Democrats continue to misread midterm election results
Published 12:02 am Sunday, November 28, 2010
It is amazing to me how the Democrats have totally misinterpreted the reasons for their historic defeat in the recent elections. The reasons for their loss are clear: The American people overwhelmingly rejected the unprecedented growth of government and the increase in costs of the mostly political reasons for this expansion of government power, using the most inefficient system in history, (government) to try to solve problems.
I submit that the “government” cannot efficiently organize a cockfight, let alone manipulate the behavior of business by increasing burdensome regulation with a 70,000-page tax code and 30,000 pages of regulations that require interpretation by a team of lawyers.
Nobody is talking about the real change that is taking place in the world economy; the fact that 30 percent of the world is supporting the other 70 percent with their talent, energy, effort, and money, and are getting tired of it.
The people riding in the wagon (politicians and their constituents receiving the benefits) are telling the ones pulling the wagon to pull harder. The productive segment, (those pulling the wagon) are saying, “Enough.” Since any attempt in Washington to reduce the rate of increase of anything is defined by Democrats as a “cut,” the beneficiaries of this or that program will take to the streets, protesting the “spending cuts.” This is already happening in Europe.

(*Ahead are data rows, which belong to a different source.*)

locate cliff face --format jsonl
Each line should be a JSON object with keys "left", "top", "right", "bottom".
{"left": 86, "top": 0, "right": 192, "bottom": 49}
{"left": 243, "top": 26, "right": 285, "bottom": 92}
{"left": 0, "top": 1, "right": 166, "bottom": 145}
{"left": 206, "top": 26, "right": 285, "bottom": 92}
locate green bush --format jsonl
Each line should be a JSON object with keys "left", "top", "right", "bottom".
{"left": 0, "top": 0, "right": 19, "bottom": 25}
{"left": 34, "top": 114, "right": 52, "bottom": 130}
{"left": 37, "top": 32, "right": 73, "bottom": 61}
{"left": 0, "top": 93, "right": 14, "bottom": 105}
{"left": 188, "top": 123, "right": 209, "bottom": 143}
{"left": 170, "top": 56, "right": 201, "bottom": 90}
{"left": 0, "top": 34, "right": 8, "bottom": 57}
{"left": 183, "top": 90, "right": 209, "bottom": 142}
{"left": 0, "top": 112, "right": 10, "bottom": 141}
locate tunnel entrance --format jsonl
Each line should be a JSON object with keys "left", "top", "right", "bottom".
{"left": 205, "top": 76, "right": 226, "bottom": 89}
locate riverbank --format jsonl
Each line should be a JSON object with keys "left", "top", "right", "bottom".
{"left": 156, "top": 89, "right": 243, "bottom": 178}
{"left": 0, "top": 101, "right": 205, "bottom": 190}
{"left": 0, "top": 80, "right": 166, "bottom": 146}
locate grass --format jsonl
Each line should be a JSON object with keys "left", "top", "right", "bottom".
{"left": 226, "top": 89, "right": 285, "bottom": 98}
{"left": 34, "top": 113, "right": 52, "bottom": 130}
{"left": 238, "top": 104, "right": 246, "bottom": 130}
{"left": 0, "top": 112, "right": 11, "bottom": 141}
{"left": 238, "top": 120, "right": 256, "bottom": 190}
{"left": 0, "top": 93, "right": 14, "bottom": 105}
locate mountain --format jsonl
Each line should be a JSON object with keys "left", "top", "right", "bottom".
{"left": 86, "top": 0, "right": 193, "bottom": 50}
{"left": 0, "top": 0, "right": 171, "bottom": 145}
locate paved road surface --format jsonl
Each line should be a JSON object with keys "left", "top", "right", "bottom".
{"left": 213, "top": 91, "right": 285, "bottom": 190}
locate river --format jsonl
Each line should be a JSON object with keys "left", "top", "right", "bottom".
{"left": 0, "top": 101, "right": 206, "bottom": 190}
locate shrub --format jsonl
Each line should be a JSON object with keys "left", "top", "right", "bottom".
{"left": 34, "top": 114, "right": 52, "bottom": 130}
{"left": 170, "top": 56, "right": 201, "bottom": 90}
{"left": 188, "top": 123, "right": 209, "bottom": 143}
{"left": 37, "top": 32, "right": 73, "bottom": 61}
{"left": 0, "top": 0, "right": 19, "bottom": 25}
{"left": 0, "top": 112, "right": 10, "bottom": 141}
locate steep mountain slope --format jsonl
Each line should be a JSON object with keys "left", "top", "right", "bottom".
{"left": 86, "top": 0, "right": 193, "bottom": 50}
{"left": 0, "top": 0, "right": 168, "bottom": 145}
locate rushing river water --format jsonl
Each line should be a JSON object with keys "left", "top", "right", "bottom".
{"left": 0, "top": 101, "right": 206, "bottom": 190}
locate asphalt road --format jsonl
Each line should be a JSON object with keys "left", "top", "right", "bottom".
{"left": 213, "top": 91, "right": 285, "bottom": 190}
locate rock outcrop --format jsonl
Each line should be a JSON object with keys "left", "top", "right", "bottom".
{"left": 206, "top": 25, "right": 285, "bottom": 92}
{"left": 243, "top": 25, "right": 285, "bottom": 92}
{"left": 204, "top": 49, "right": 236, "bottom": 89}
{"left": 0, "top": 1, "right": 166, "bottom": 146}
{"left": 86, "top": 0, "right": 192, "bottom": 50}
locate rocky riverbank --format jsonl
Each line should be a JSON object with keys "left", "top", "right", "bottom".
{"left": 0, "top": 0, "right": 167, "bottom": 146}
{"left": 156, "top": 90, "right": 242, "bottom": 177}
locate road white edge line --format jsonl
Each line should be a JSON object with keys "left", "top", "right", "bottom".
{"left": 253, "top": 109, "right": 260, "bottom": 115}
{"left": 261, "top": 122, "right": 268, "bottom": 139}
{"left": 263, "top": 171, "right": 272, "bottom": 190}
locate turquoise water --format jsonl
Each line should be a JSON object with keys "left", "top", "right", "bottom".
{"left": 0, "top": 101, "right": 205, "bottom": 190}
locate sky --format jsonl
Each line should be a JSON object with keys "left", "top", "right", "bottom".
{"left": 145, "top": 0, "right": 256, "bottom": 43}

The Tea Party has been derided by almost all liberal Democrats as mostly older white people, ignorant, unsophisticated, rednecks, racists, bigots, peasants, etc. The Tea Party has renounced violence as a method of protest, unlike other protest movements in the United States, and has chosen to try to change policy by voting for people who promise to limit the growth of government.
People who normally vote for Democrats have carried out most of the violent protests during the last 40 years. Conservatives are merely saying that some of these riders should get out of the wagon and help the others pull.